Every year I attend the Texas Society of Architects convention, and I look forward to seeing James “Jimmy” Walker. Jimmy, an African American architect from Houston, is always thrilled to visit with me as well. He reminds me that he was the secretary of the Texas Board of Architectural Examiners when I received my certificate of registration, which bears his signature. When he mentions this occasion, Jimmy is not boasting but imparts pride in our connection as men of color in a profession in which we are severely underrepresented. To be forthright, the number of African American architects has grown in the region but not significantly. The Directory of African American Architects lists just under 150 licensed architects in Texas, with just at 50 being in the D-FW area. Even more bleak is the lack of female licensed African American architects in the region with a number that you can count on two hands. There are numerous African American emerging professionals in the industry reaching toward licensure and others who have simply lost the passion. Being Black in America is a struggle and being a person of color in this industry is another level of resistance battled day in and day out. Over the coming months you will hear from a number of voices sharing their personal stories and journeys.
The first 13 years of my career, I worked for two majority firms and had great mentors of all creeds, colors, and genders. I am one of the fortunate ones, able to maneuver through the constraints and pitfalls while moving into various positions of leadership. One thing that I know is that I had only one chance to make a first impression. Layered on top of being an African American is making that first impression while overcoming implicit bias.
Seven years ago, I made a career transition to a respected and recognized African American firm where I eventually moved into a key leadership position with a focus on business development and client engagement. Again, a shift occurred with the bias evolving from not only the personal but to a corporate level. Our firm is constantly sized up with the following types of questions. So how many people do you have? What else are you working on? Have you done this type of work before? Is this project too large for you? We need to see your financials. To some extent these questions are warranted to determine ability. However, we have observed a number of our colleagues running firms of similar size, capability, and capacity that are not placed under the same level of scrutiny.
The truth is that as a minority firm, we typically get only one chance: one chance to slip, one chance to miss a deadline, or one chance to not communicate as clearly as we should before an adversary cries out that it was a mistake to provide the opportunity. For this reason, we strive every day to provide service above and beyond what our counterparts are delivering. For example, our principals and executives are often expected by new clients to remain highly engaged during all phases of the project. With each new opportunity, we are required to prove ourselves despite our résumés, credentials, and past performance.
I am proud of the work we do, most specifically in underserved communities. Our work and engagement brings voice to the voiceless. The struggle of humanity is documented through the cries of the people. We capture these needs, flip them on their head, and deliver projects exceeding expectations and goals, with the intent of changing the trajectory of generations. With the unrest in our world, these outcomes are what keep me advancing forward.
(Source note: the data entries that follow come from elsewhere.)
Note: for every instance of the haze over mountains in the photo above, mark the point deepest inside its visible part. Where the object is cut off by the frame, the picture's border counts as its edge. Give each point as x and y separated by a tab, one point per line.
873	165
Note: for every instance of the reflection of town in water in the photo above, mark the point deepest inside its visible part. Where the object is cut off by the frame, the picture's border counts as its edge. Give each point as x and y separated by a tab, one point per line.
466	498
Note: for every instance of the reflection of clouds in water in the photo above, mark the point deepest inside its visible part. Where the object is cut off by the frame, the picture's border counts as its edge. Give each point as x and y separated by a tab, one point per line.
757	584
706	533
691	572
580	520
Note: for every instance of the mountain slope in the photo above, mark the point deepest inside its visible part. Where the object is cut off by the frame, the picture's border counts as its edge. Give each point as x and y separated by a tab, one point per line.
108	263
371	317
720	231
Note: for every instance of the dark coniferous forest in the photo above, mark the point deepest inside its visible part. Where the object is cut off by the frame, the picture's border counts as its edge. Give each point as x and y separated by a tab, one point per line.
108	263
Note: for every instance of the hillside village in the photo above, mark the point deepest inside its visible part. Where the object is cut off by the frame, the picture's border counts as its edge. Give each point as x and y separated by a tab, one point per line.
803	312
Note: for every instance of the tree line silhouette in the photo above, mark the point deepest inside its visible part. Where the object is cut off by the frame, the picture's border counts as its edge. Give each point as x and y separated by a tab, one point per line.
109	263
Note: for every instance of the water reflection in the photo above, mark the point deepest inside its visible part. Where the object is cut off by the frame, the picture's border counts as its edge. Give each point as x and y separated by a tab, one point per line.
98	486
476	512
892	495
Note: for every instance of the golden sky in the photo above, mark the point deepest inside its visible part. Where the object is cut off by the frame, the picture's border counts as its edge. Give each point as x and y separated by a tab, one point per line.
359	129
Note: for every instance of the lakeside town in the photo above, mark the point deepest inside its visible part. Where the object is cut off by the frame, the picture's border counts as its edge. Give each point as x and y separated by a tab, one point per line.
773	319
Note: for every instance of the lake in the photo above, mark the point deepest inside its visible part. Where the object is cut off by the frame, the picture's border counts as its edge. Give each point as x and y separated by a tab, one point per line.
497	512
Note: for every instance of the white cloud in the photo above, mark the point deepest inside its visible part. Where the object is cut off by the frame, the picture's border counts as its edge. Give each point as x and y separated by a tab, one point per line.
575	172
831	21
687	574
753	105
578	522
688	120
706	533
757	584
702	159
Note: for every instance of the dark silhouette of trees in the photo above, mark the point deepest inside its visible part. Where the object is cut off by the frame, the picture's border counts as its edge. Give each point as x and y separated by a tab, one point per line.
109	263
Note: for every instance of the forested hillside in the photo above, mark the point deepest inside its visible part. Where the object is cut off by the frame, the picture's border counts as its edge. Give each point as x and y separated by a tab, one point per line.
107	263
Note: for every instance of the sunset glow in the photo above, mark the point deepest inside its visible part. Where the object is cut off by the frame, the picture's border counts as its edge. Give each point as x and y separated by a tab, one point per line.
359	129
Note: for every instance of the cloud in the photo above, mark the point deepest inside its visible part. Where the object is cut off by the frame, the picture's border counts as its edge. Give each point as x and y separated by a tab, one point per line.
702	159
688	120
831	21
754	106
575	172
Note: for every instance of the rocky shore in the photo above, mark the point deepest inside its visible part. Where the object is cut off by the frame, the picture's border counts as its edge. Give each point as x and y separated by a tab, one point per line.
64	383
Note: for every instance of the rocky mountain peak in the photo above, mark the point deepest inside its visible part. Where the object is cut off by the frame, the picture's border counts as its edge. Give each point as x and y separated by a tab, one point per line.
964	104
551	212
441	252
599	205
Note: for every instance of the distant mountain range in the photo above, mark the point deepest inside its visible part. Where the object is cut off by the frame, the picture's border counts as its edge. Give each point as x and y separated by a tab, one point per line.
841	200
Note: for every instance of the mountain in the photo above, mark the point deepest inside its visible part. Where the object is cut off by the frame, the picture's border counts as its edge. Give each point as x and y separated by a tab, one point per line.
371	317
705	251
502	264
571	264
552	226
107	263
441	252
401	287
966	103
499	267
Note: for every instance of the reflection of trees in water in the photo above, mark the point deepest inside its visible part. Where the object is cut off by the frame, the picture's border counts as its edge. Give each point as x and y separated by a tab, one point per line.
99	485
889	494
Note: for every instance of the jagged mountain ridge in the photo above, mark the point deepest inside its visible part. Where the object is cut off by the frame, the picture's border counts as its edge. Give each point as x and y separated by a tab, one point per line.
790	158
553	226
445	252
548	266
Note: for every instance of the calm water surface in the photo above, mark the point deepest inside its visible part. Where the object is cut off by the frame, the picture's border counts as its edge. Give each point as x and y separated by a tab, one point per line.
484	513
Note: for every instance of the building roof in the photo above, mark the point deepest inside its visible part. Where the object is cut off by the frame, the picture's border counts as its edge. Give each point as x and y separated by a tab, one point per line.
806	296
In the fall of 2020, I had the honor of being elected to the role of vice president of advocacy for the Texas Society of Architects. I am one of the few African Americans, if not the first, to serve on the TxA Executive Committee in its 80 years of existence. Maybe, like Jimmy, I will also have that six degrees of separation between myself and a litany of other emerging architects of color. There is much work to be done, and it is going to take our colleagues of all creeds, colors, and gender to bring about change.
Derwin Broughton, AIA, NCARB is a principal at KAI Enterprises.